Un appel au boycott du Festival a été lancé par un collectif d'auteures et le mot-clé #WomenDoBD a fait son apparition sur Twitter pour vanter la qualité du travail des femmes en bande dessinée. Trois des auteurs nominés, les Français Riad Sattouf et Joann Sfar, et l'Américain Daniel Clowes ont demandé par solidarité avec leurs collègues femmes que leur nom soit retiré de la liste.

«Je préfère céder ma place»

Riad Sattouf a écrit sur son compte Facebook: «Bonjour! J'ai découvert que j'étais dans la liste des nominés au Grand Prix du Festival d'Angoulême de cette année. Cela m'a fait très plaisir! Mais, il se trouve que cette liste ne comprend que des hommes. Cela me gêne, car il y a beaucoup de grandes artistes qui mériteraient d'y être.»

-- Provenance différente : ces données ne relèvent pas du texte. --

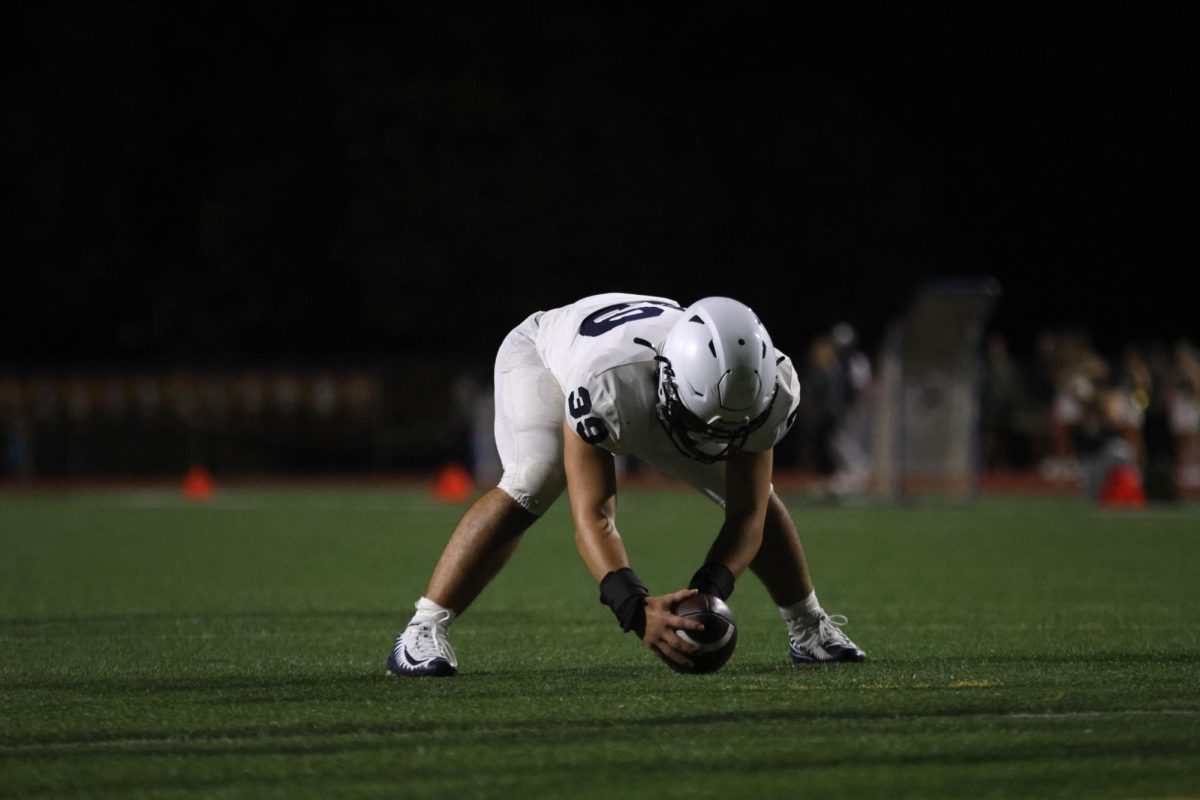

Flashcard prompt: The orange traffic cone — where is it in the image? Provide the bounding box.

«Je préfère donc céder ma place à, par exemple, Rumiko Takahashi, Julie Doucet, Anouk Ricard, Marjane Satrapi, Catherine Meurisse», ajoute Riad Sattouf, qui avait remporté l’an dernier le Fauve d’Or (Prix du meilleur album) du Festival d'Angoulême pour le 1er tome de sa BD «Arabe du futur». Il a demandé «à être retiré de cette liste, en espérant toutefois pouvoir la réintégrer le jour où elle sera plus paritaire».

La dessinatrice Louison s'est empressée de poster sur Twitter un dessin de remerciement qui détourne la couverture du célèbre ouvrage de Riad Sattouf. Avec ce simple message: «Merci Riad. Merci Sattouf. Merci».

Une seule femme distinguée

Sur le blog du Collectif des créatrices de bande dessinée contre le sexisme qui rassemble environ 200 auteures, un billet intitulé «FIBD: Femmes interdites de BD» affirme: «Nous nous élevons contre cette discrimination évidente, cette négation totale de notre représentativité dans un médium qui compte de plus en plus de femmes.»

La ministre française de la Culture, Fleur Pellerin, a jugé «assez anormal» qu'aucune femme ne figure dans la sélection du Grand Prix d'Angoulême. Une seule femme, Florence Cestac, a été distinguée par le Grand Prix du FIBD, il y a 16 ans. L'an dernier déjà, une seule femme, la Franco-Iranienne Marjane Satrapi figurait dans la liste des nominés du Festival.

Le Festival se défend

Face à la polémique, Franck Bondoux, délégué général de la société organisatrice Neuvième Art +, rappelle que le Grand Prix est un «prix rétroviseur» qui récompense l'œuvre passé d'un auteur. Or, la BD a longtemps été un art éminemment masculin. «Le festival ne peut pas tordre cette réalité, même si je concède que la liste aurait pu contenir un ou deux noms féminins, que nous aurions dû être vigilants sachant que le festival est une caisse de résonance médiatique pour de nombreuses causes», explique-t-il sur le site du quotidien français Sud Ouest.

Selon l'Association des critiques et journalistes de BD (ACBD), les femmes représentent 12,4% des professionnels dans le monde francophone de la BD.